This project implements a chatbot for customers using Retrieval-Augmented Generation (RAG). The chatbot allows users to ask questions about uploaded documents or general information by integrating FastAPI for the backend, Streamlit for the frontend, and LangChain for the RAG pipeline. The project also uses Docker for containerization and supports deployment on AWS EC2 with a CI/CD pipeline.
- Upload Documents: Admins can upload files (PDF, text, or images) to enhance the chatbot's knowledge base.
- Question Answering: Users can ask questions, and the chatbot retrieves relevant document chunks using Pinecone, generates embeddings using OpenAI, and provides context-aware answers.
- Streamlit UI: Interactive user and admin interfaces for uploading files and interacting with the chatbot.
- API-Based Backend: FastAPI endpoints for managing data and handling chatbot queries.
- Containerized Deployment: Dockerized services for backend and frontend.
- Clone the Repository
git clone [email protected]:umarsaeedcheema/ResolveAI.git
cd ResolveAI- Create a virtual environment
python3 -m venv rag-bot
source rag-bot/bin/activate # For Linux/macOS
rag-bot\Scripts\activate # For Windows- Install Required Packages
Go into app and streamlit_ui folders and run :
pip install -r requirements.txt- Setup API Keys
Copy .env.example to .env
cp .env.example .envAdd the following API Keys to the env
openai_api_key=your_openai_api_key_here
pinecone_api_key=your_pinecone_api_key_here
pinecone_environment=your_pinecone_environment_here
pinecone_index_name=your_pinecone_index_name_here- Run Locally
Backend:
uvicorn app:app --host 0.0.0.0 --port 8000 --reloadFrontend:
streamlit run streamlit_app/main.py- Run with Docker
Build and start the containers:
docker-compose up --build- Access the services:
-
Backend: http://localhost:8000
-
Frontend: http://localhost:8501
- Add Data
- Endpoint: POST /add_data
- Description: Uploads a file (PDF, text, or image) and adds its content to Pinecone after preprocessing and chunking.
- Query Chatbot
- Endpoint: POST /query
- Description: Accepts a user query, retrieves relevant content from Pinecone, and generates a response using OpenAI GPT.
project_root/
├── app/
│ ├── app.py # FastAPI app entry point
│ ├── config.py # Configuration (environment variables, API keys)

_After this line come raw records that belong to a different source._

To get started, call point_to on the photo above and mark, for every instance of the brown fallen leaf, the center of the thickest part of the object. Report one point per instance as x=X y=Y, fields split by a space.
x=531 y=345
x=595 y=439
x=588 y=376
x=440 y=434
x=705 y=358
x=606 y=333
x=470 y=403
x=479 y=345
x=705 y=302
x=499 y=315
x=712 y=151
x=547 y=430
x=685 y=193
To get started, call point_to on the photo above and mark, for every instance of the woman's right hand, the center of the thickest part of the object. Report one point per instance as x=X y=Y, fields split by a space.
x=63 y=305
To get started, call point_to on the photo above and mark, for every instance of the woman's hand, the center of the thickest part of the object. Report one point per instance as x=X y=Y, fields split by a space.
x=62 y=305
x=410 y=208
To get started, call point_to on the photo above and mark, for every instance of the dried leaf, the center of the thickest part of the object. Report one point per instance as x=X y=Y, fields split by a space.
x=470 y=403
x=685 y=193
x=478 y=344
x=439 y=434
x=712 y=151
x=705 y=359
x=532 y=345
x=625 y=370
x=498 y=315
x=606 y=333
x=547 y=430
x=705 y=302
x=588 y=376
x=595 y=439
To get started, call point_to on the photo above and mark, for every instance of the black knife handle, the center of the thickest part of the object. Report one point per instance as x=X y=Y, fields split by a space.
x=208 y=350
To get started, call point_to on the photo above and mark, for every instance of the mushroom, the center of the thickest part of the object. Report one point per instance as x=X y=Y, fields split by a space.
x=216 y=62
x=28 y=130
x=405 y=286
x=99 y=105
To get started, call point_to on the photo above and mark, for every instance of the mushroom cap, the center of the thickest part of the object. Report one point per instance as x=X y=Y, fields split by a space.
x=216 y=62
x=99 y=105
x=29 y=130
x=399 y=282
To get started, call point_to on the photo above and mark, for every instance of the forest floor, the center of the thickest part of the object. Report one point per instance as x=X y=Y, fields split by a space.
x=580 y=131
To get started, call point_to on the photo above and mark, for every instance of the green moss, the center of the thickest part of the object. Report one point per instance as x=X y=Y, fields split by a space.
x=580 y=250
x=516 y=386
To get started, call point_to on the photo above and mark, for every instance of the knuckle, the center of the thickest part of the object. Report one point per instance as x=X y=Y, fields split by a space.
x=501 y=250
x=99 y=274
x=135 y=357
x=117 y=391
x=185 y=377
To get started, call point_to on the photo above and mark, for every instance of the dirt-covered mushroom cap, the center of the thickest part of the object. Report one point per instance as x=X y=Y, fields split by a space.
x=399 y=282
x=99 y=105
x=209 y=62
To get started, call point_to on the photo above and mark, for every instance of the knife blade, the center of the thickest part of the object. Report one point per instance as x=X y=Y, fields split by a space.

│ ├── routes/ # API route files
│ │ ├── add_data.py # Endpoint for uploading and processing files
│ │ └── rag_workflow.py# Endpoint for query handling and RAG pipeline
│ └── logs/ # Logs for monitoring
│ └── Dockerfile # Dockerfile for backend
| └── requirements.txt # Python dependencies
├── streamlit_app/
│ ├── main.py # Streamlit user interface
│ └── Dockerfile # Dockerfile for frontend
| └── requirements.txt # Python dependencies
├── docker-compose.yml # Docker Compose configuration for multi-service setup
├── .env # Environment variables (API keys)
├── .gitignore # Ignore files for version control
└── README.md # Project documentation
-
Admins upload files (PDFs, text, or images) via the Streamlit admin page or POST /add_data endpoint.
-
Files are preprocessed, chunked, and stored in Pinecone with metadata.
-
Users enter queries via the Streamlit chatbot page or POST /query endpoint.
-
Pinecone retrieves relevant chunks, and OpenAI GPT generates a context-aware response.
- The Streamlit app interacts with the FastAPI backend using REST APIs.
-
Add support for more file types.
-
Enhance the admin interface with file management capabilities.